Rudi melongo. "Emang bisa ya seperti itu? Sepengetahuanku mamaku dulu selalu memasak. Nggak pernah libur kecuali sakit parah. Istriku juga seperti itu. Selalu masak. Yah walaupun cuma bayem dan kelor," tukas Rudi heran. 

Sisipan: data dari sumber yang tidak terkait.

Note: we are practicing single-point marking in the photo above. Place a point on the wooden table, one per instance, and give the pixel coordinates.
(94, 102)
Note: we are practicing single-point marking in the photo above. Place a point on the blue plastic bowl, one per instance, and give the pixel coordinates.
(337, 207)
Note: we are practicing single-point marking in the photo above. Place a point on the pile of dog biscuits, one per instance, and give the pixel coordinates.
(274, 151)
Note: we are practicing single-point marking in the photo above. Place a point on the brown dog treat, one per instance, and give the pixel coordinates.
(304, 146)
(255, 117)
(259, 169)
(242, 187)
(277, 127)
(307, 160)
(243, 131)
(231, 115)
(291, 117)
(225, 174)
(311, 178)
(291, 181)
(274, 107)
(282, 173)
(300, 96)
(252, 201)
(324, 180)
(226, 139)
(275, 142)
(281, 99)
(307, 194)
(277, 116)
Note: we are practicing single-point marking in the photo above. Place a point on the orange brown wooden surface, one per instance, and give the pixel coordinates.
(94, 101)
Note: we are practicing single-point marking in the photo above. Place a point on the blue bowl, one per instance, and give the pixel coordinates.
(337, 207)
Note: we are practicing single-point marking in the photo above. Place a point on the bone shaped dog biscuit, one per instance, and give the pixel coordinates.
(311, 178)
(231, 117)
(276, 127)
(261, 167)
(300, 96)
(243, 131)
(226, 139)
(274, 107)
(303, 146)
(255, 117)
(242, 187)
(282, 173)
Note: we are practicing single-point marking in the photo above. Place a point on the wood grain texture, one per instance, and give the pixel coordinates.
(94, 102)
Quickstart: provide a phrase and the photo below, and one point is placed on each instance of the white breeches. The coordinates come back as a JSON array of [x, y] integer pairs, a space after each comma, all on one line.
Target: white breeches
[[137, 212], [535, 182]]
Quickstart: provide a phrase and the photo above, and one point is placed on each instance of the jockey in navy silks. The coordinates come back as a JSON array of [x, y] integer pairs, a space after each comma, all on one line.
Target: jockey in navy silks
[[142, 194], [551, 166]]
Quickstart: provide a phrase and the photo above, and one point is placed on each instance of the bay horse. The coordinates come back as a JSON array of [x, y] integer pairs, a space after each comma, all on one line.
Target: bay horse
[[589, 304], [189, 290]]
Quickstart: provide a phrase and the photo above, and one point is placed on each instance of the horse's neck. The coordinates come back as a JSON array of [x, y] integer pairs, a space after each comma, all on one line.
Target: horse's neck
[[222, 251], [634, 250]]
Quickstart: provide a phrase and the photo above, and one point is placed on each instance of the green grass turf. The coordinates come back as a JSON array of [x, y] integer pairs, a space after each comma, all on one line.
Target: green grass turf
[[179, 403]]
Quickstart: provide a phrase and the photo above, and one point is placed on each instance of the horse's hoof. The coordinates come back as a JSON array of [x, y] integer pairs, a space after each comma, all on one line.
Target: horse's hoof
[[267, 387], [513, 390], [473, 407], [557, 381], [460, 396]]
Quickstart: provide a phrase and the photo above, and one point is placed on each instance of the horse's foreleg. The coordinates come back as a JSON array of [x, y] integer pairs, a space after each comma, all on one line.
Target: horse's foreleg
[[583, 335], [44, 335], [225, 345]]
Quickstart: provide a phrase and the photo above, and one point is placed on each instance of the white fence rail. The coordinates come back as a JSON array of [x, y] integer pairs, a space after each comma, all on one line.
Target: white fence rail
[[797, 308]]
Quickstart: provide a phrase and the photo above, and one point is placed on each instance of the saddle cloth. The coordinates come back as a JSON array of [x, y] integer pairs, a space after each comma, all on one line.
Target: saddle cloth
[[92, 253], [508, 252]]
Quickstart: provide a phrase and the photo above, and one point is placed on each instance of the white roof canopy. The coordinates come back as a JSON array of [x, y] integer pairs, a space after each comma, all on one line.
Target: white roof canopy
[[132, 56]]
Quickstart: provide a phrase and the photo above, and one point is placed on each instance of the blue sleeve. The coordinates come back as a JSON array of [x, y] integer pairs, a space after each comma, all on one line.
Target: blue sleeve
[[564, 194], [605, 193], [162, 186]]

Toni tertawa. "Rudi, Rudi! Kamu ini aneh!"

"Anehnya gimana?"

"Kamu itu nikah, niatnya untuk apa? Cari istri? Cari tukang cuci baju, cari tukang masak, atau nyari tukang bersih-bersih rumah?"

"Ya cari istrilah."

"Tapi kenapa istri kamu melakukan semua pekerjaan rumah tangga seperti tak ada ubahnya dengan asisten rumah tangga?"

"Tapi kan istri memang tugasnya ngurusin pekerjaan rumah?" tanya Rudi. 

"Sekarang jawab pertanyaanku, apa tugas seorang suami?"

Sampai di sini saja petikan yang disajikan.